By the time I post this, the cherry blossom will be gone. However last week, the cherry blossoms hit Akita in full force! Last year, they were apparently a bit rubbish (knocked off by rain, few flowers, etc.) but my experience of them was pretty good!
Yes, those are daffodils you see by the side of the road – a nice reminder of home! It always makes me think of the thousands of daffodils that line the main road out of my hometown Aberdeen.
Now, in Akita the best (and probably most famous) spot to see the cherry blossoms is Kakunodate (an old Samurai village – also where the float matsuri took place in October). I went TWICE.
The first visit was with some friends over the weekend – we had aimed to walk to the station and get there nice and early. Things did not quite go to plan…we had to change trains and Omagari where we were forced to wait for 3 hours until the next train. This turned out to be more fun than expected – we found a tiny ramen restaurant to eat lunch in AND got Rick-rolled at a market. Seriously – the last song I would expect to hear in Japan was ‘Never Gonna Give You Up’. We didn’t end up in Kakunodate until around 4pm, but there were still plenty of people and, best of all: Festival Food Stands.
Naturally, we also had to eat cherry blossom ice cream:
(even as I write this, I’m eating cherry blossom flavoured jelly beans…)
The second time I visited was on the aforementioned Bus Trip. We set off (in 5 buses, seriously there were loads of people) ridiculously early and ended up in Kakunodate by mid-morning. The weather was perfect. It must have been about 17 degrees (ending up at 20 degrees by the afternoon) with clear blue skies, crowds of cherry blossoms viewers and us, the obligatory foreigners.
After a few hours wandering around Kakunodate, visiting some of the old samurai houses and watching some of the shows of traditional songs/dances.
We then moved on to Lake Tazawa.
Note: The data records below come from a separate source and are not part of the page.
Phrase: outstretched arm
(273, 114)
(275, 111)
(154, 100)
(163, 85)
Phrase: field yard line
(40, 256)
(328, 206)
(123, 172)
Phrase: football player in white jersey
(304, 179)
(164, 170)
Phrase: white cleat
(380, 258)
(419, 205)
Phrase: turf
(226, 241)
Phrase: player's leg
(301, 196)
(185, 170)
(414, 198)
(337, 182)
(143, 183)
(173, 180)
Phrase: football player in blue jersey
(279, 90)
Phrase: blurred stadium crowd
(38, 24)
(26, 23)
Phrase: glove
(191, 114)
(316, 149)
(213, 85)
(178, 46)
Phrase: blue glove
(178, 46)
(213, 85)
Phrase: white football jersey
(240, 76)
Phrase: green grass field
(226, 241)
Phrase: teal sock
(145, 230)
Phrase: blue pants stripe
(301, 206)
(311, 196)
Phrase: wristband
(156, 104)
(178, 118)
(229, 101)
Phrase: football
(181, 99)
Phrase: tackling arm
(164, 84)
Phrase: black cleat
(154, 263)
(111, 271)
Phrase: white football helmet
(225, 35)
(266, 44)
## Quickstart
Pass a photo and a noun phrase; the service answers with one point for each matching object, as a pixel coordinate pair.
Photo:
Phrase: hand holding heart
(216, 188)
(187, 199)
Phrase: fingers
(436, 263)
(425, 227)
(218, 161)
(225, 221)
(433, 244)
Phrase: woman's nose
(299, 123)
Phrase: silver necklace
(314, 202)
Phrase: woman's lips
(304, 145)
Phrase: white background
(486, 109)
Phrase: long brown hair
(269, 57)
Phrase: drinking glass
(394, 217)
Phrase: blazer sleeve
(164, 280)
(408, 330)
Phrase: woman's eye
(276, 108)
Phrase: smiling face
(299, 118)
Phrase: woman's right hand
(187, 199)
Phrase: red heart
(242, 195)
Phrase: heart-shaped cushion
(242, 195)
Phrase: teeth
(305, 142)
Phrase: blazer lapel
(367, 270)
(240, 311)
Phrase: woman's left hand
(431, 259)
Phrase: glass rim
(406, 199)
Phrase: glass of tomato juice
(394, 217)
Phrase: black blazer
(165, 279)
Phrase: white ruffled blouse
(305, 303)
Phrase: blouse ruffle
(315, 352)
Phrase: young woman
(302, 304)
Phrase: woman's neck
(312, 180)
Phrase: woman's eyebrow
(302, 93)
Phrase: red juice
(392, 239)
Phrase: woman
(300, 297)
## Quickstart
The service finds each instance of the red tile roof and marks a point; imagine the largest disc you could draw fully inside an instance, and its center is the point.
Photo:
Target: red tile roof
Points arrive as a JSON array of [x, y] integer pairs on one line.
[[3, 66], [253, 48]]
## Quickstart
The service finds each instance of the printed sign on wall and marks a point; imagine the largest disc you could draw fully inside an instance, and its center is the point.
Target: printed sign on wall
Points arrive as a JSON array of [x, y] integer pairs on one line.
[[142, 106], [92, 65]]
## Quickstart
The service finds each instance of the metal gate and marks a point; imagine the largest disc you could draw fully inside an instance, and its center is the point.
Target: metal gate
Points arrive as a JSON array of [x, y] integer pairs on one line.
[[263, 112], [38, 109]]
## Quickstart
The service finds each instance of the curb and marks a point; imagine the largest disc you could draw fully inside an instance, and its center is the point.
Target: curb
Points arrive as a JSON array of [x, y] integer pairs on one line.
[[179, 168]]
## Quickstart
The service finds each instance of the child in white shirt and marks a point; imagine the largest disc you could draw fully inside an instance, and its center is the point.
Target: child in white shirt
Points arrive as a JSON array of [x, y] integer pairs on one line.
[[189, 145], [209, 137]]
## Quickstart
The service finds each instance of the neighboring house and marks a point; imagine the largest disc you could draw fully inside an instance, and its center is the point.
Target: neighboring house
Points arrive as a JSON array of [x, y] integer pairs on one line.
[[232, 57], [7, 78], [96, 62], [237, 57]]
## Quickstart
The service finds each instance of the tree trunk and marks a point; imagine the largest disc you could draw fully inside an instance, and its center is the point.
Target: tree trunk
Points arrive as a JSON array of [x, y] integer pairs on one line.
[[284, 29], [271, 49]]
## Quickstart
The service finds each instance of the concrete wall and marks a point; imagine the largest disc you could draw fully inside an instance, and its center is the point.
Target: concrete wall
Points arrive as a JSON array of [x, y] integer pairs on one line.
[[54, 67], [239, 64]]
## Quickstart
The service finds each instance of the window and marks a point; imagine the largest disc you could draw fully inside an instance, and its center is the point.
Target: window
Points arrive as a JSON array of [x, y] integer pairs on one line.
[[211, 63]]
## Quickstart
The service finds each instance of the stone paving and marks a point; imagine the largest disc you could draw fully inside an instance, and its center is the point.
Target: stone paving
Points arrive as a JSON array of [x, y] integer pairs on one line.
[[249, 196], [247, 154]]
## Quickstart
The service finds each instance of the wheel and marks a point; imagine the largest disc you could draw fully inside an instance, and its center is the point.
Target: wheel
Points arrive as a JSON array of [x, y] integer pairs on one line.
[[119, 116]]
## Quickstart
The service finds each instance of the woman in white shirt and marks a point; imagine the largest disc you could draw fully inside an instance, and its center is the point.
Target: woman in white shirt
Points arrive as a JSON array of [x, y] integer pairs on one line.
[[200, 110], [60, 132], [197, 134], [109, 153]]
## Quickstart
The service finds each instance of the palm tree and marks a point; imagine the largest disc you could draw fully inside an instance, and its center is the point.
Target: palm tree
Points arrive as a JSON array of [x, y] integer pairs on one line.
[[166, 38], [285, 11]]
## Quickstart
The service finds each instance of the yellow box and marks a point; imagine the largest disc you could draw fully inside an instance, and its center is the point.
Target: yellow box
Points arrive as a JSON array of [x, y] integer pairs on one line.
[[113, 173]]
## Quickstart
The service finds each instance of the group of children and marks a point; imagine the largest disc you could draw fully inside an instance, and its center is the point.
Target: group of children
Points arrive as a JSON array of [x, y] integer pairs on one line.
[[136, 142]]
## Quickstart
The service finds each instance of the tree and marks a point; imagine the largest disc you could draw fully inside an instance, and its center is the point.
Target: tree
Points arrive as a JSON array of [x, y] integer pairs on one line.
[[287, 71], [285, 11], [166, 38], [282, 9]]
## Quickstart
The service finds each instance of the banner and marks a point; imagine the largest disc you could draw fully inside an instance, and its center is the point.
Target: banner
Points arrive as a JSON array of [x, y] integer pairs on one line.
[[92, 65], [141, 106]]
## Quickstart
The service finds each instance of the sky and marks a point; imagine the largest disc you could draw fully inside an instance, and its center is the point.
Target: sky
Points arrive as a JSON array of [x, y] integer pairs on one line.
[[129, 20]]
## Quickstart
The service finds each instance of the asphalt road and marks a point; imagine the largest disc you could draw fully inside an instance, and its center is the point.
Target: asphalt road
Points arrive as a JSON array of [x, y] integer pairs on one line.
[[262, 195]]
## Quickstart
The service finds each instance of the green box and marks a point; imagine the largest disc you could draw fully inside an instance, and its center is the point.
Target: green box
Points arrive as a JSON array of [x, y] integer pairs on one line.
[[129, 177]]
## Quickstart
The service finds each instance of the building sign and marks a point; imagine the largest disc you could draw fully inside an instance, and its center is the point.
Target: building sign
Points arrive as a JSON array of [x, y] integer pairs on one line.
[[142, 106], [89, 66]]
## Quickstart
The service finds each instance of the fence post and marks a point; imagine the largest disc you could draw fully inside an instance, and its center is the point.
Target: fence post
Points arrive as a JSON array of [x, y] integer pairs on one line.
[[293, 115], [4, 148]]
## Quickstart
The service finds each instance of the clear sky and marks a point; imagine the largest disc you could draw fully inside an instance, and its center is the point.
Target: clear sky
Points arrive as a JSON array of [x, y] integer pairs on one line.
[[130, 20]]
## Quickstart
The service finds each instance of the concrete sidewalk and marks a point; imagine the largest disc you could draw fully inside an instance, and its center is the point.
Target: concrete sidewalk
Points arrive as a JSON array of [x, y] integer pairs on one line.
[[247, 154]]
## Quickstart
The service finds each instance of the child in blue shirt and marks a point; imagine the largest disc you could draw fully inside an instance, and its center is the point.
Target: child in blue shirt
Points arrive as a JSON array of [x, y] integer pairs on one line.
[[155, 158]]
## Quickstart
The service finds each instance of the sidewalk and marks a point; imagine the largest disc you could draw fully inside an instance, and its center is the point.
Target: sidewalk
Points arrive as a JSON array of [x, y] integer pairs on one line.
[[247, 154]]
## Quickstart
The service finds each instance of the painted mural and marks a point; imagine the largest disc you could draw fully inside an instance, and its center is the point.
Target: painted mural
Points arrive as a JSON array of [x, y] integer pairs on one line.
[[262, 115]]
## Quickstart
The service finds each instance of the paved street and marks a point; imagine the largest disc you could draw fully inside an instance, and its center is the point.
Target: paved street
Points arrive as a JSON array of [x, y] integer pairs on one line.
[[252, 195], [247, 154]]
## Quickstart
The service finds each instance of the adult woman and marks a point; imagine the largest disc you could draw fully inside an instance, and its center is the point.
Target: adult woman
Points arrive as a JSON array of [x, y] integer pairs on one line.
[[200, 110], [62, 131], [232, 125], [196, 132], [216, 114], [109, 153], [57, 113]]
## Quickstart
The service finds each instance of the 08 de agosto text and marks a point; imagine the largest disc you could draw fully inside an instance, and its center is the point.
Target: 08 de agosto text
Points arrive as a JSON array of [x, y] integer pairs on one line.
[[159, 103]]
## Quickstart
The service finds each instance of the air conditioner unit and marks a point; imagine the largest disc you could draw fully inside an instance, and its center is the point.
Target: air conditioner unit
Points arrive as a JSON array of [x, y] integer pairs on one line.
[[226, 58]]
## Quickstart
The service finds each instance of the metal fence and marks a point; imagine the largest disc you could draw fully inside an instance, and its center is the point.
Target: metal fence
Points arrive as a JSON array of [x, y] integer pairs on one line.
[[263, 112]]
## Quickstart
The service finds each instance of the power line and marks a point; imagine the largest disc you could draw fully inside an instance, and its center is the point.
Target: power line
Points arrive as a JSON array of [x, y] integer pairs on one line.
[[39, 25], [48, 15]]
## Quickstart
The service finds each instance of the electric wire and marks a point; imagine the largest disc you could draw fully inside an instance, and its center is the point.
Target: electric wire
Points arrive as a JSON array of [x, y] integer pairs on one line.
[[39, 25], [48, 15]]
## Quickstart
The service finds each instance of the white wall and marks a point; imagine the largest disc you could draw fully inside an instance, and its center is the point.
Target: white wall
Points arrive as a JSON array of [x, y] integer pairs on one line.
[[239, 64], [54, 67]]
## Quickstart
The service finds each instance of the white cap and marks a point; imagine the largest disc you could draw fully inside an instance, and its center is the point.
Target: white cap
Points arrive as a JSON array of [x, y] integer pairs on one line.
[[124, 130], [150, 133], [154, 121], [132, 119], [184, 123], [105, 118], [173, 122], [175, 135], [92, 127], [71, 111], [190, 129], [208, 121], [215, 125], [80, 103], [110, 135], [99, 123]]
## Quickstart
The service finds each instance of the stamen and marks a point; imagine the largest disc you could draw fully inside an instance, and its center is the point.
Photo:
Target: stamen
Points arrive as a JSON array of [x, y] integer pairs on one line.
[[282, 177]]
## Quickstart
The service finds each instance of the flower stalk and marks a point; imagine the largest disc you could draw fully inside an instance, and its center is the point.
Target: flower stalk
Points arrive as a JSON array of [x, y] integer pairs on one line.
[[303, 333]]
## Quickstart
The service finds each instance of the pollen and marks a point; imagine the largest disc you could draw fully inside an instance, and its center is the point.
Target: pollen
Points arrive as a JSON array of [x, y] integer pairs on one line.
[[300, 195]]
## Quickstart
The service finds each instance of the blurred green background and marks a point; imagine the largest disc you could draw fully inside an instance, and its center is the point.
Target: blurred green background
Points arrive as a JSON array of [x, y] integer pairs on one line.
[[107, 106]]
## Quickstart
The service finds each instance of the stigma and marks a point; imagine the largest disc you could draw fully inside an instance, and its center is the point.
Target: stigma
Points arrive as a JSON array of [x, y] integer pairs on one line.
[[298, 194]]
I had visited it before (on the same trip that took us to the float festival), however it had been a miserable day. So I was looking forward to seeing it in the brilliant sunshine! There were a few people who had planned to go swimming, but were a little more intelligent – it was April, after several months of snow, at the deepest lake in Japan, so the water was going to be freezing. We weren’t disappointed. We did go in for a paddle, but the was quite enough and we had a good laugh at the screams of the swimmers!
The lake itself was as beautiful as I had hoped – deep, clear blue water, surrounded by snow covered hills.
We also visited the other side of the lake, the drive round it also beautiful. When we got there, it was time for ice cream: round 2! The local hotel had a beautiful rose garden in the summer so, fittingly, it sold rose flavoured ice cream.
Sadly, now the cherry blossom is slowly becoming just a carpet of petals lining the roads and covering cars, soon to be gone for another year. It’s a little sad, but I guess that’s nature for you!
One thing I’ve realised is just how fast this year has gone – it’s already May! Not long until I go home…a sad thought, but one I’ll have to deal with soon.
On a final note for this post, I’m making a little shout-out to Bonson Lam, one of my blog readers (yes, they’re out there somewhere), whom I met on Sunday at church. It was lovely to meet you and I’m so glad you got to experience Tsuchizaki Gloria Chapel!